WIP: We grow old because we stop making art

1 Reply

We don’t stop playing because we grow old; we grow old because we stop playing.
George Bernard Shaw

I’d like to offer a variation of this.

We don’t stop making art because we grow old; we grow old because we stop making art.

Children are naturally curious, creative, and artistic. They freely draw, sing, and ask questions. At the core is a youthful fearlessness. They’re not afraid — of being judged or looking stupid (yet).

We lose this as we grow older.
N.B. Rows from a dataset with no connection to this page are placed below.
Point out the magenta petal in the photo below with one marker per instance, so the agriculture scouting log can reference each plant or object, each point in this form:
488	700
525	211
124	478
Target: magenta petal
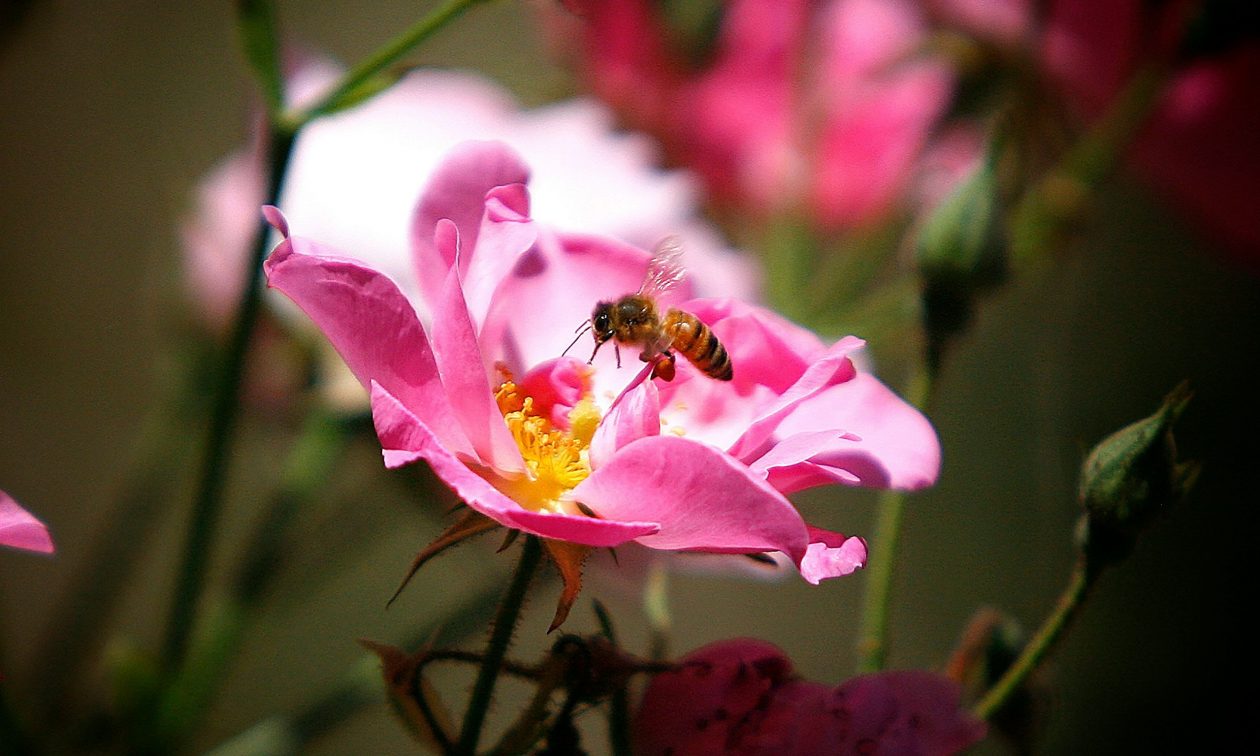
904	712
702	498
458	192
466	383
20	529
405	439
373	328
832	555
635	415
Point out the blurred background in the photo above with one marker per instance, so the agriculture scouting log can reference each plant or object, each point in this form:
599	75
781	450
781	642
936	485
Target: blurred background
111	112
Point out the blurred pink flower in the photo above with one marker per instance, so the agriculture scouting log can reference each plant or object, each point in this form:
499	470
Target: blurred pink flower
591	454
815	106
742	697
355	177
1198	148
20	529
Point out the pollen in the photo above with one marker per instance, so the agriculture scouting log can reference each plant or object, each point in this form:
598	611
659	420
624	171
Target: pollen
556	460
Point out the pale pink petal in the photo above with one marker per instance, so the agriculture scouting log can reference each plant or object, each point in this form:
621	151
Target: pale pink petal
887	442
702	498
551	292
405	439
830	369
832	555
373	328
556	387
20	529
466	382
505	234
635	415
456	192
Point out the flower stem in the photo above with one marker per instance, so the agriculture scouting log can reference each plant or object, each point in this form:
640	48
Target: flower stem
500	636
209	490
1041	644
348	90
873	634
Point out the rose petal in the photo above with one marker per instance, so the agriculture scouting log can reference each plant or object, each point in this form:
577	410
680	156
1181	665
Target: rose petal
702	498
635	415
456	192
373	328
405	439
466	383
832	555
22	529
887	442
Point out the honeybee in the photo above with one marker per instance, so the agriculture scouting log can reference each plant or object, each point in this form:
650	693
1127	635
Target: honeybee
635	319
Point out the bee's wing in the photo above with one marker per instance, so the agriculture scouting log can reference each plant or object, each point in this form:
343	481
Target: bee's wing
665	269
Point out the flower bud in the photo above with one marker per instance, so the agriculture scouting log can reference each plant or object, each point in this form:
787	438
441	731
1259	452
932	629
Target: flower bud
960	252
1128	478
We become concerned with appearances, and learn to avoid actions that might cause us to be judged or look stupid. We become afraid.

There is something deeply healthy about engaging in a creative practice, that connects us back to this youthful fearlessness. Just like how a personal fitness practice is essential for maintaining physical function despite the natural progression of entropy, a personal creative practice is essential for resisting the tendency to become fearful.

Where do you feel creative? At a piano? Taking photos? Writing words? Cooking? Working out? Playing sports? Dancing? Look more closely — that might be your fountain of youth.

To have good ideas, stop auto-rejecting your ideas

Leave a reply

Half of having good ideas is not immediately rejecting the ideas you do have, but rather allowing yourself to respect them, give them the chance, and even consider them as worth sharing.

This is just an observation of my own shift in mental state over the last few years. I don’t consider myself particularly smart or insightful, compared to all those “wise” people with “famous quotes”.

But I’ve found that releasing myself from this automatic “self-doubt instinct” has led to a more nurturing mental space where weak, fledgling ideas have the space to potentially grow into stronger ones. And that is what eventually leads to genuinely amazing, novel ideas.

At least, I hope. We’ll see if I have one one day.